Wah, salah, bukan rambu yang ini.
Lupakan dan kembali ke pokok bahasan. Mengapa saya sebut 'setengah-setengah dalam berbahasa', ialah karena mereka yang mengucapkan kata-kata tersebut terkesan tidak konsisten dalam menggunakan bahasa. Mau bicara pakai bahasa Indonesia ya konsisten, jangan pakai istilah-istilah Inggris terus. Dinilai oleh sebagian pihak, mengenai penggunaan ini ada kaitannya dengan doktrin sebagaimana yang pernah saya tuliskan di artikel sebelumnya, bahwa Barat dianggap lebih baik dalam hampir segala bidang. Karenanya, rakyat Indonesia menilai, "dengan meniru Barat, saya akan tampak lebih baik".

Berlomba-lombalah orang orang malang itu (jangan disalahartikan dengan kota Malang) dalam menyerap dan mengimplementasikan budaya Barat dalam keseharian mereka, termasuk, yang menjadi bahasan utama di sini, bahasa. Dan, berkembangnya pola pikir semacam ini ikut mendorong munculnya doktrin kedua, bahwa dengan mengucapkan istilah bahasa Inggris, seorang akan dianggap 'intelektual', 'cerdas' dan 'terpelajar'. Padahal, tanpa mereka sadari, jati diri nasionalisme mereka luntur secara bertahap dengan kebiasaan tersebut. Tengoklah presiden Indonesia saat inipun, Susilo Bambang Yudhoyono atau populer sebagai SBY, kerapkali menggunakan istilah asing yang dirasa tak perlu dalam banyak pidatonya. Sampai-sampai ada yang mengolok gaya pidato SBY dengan pidato 'gado-gado', menyindir penggunaan bahasa Inggrisnya yang berlebihan.
Khusus untuk bagian ini, sengaja saya kutip sebuah catatan dari Roy Thaniago, seorang peminat kebudayaan dan kesenian muda Indonesia, yang dipasang di Facebook pada 12 Desember 2010.
"Seorang kawan yang baru lulus kuliah ditolak di mana-mana ketika melamar pekerjaan. Kesalahannya cuma satu, Ia terlalu bangga memakai bahasa Indonesia. Tidak seperti kebanyakan pelamar lain yang berfoya-foya dalam bahasa Inggris, kawan tadi memakai bahasa Indonesia dalam surat lamarannya.

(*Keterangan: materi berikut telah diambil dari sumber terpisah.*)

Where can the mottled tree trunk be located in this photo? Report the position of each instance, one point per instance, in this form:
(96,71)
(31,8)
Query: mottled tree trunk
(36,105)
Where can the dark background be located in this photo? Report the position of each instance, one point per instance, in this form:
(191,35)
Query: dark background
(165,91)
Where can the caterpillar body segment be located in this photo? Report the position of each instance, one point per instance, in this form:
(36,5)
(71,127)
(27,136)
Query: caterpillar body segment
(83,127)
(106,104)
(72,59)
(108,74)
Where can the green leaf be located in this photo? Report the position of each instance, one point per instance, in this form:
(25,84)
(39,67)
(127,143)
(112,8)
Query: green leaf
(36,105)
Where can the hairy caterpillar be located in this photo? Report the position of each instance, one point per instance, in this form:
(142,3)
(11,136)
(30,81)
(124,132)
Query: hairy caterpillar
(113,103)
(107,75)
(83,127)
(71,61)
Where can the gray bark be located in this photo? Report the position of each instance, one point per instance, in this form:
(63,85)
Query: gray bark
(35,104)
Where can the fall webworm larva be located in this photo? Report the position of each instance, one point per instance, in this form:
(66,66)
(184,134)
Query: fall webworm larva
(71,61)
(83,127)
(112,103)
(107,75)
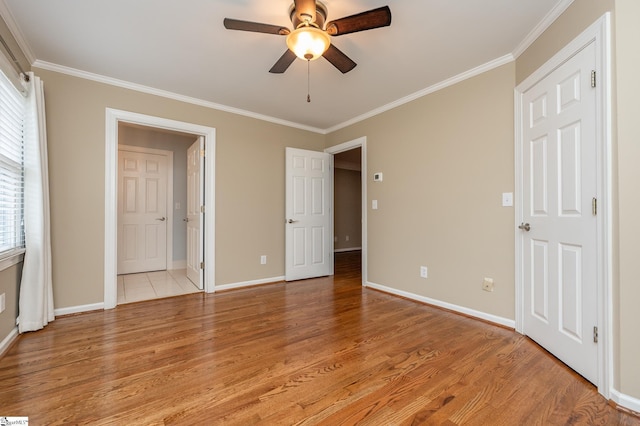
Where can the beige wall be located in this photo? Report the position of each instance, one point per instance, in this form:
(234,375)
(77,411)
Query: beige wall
(628,144)
(446,159)
(10,285)
(348,208)
(249,183)
(568,26)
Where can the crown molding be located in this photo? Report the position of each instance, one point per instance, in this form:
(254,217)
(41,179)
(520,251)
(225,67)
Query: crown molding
(166,94)
(542,27)
(431,89)
(8,18)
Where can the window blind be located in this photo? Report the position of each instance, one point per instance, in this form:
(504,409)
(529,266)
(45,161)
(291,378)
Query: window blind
(12,113)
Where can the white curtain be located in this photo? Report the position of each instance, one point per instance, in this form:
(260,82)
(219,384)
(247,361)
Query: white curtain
(36,290)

Jumlah alasannya memakai bahasa Indonesia pun sama dengan kesalahannya itu, cuma satu, yakni, ia melamar pada perusahaan yang ada di Indonesia, yang masyarakat, rekan kerja, dan pimpinannya berbahasa Indonesia. Perusahaan yang pekerjaanya bisa dikerjakan dalam bahasa Indonesia.

Sialnya, kawan tadi lupa, kalau perusahaan di Indonesia merasa hebat ketika berhasil mengaudisi karyawannya dalam bahasa Inggris. Biar sedikit intelek, bro!

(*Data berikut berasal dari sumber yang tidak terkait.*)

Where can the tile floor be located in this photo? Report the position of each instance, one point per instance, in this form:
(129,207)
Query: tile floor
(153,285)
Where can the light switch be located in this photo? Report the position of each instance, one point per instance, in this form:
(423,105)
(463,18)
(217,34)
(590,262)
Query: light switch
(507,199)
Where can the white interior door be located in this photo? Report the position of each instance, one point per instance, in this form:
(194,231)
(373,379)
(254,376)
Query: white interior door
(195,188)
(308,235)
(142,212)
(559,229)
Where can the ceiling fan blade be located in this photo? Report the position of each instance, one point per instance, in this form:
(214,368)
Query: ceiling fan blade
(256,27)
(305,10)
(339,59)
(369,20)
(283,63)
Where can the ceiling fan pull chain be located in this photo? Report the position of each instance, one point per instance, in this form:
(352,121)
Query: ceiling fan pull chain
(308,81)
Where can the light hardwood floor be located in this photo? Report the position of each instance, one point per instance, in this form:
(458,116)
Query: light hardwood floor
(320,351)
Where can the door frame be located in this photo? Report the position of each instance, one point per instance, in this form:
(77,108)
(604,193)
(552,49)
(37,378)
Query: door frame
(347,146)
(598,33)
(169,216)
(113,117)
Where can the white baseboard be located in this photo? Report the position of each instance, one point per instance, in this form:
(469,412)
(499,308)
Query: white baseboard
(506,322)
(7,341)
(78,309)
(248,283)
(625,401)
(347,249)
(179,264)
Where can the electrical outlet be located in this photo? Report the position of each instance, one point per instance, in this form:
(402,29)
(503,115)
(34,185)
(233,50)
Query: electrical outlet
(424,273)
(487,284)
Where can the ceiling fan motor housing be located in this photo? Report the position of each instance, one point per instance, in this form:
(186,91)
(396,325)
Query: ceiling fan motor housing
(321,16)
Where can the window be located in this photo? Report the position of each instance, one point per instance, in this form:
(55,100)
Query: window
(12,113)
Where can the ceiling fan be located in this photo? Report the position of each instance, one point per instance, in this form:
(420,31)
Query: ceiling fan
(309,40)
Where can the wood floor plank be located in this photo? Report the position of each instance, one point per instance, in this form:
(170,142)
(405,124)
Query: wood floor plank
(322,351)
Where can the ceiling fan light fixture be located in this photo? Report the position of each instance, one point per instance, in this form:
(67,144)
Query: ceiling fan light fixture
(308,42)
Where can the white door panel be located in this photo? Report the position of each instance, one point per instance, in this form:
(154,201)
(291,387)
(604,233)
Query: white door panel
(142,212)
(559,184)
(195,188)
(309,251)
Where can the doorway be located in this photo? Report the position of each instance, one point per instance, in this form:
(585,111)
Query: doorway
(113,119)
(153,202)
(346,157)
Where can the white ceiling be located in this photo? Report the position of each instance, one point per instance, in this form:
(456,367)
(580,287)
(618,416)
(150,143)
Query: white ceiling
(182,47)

Dari perusahaan dengan banyak istilah asingnya – meeting, outing, order, customer, owner, break event point, part time, office boy – mari beralih ke bidang lain. Dalam pemerintahan, kebanggaan meminjam istilah Inggris juga amat mengenaskan – kalau tidak mau disebut mengesalkan atau memuakkan.

Tampak sekali kalau para pejabat kewalahan untuk berkomunikasi dalam bahasa Indonesia sepenuhnya, sehingga merasa perlu meminjam istilah asing. Tengoklah istilah seperti impeachment, smart card, voting, sampai yang paling tolol, busway.

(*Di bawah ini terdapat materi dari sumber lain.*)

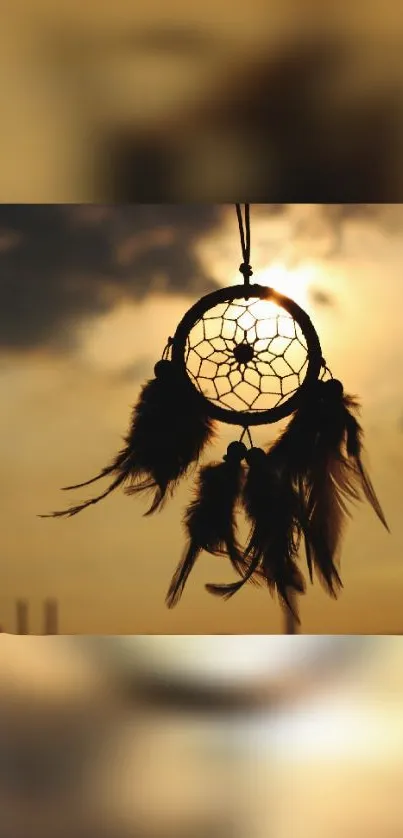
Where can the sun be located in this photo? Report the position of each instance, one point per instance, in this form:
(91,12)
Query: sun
(294,283)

Entah, tulah apa yang menelanjangi identitas kebangsaan kita. Kenapa kata-kata asing bertaburan dalam percakapan sehari-hari? Bahasa Indonesia seakan tak mampu bersolek dengan anggun bila tidak menggandeng bahasa Inggris. Orang paling bodoh sekali pun diatur gaya berbahasanya agar fasih melafal tengkyu, sori, serprais, sekuriti, syoping sebagai syarat penduduk berwawasan global – walau pengetahuan dan nalarnya tidak diajak mengglobal.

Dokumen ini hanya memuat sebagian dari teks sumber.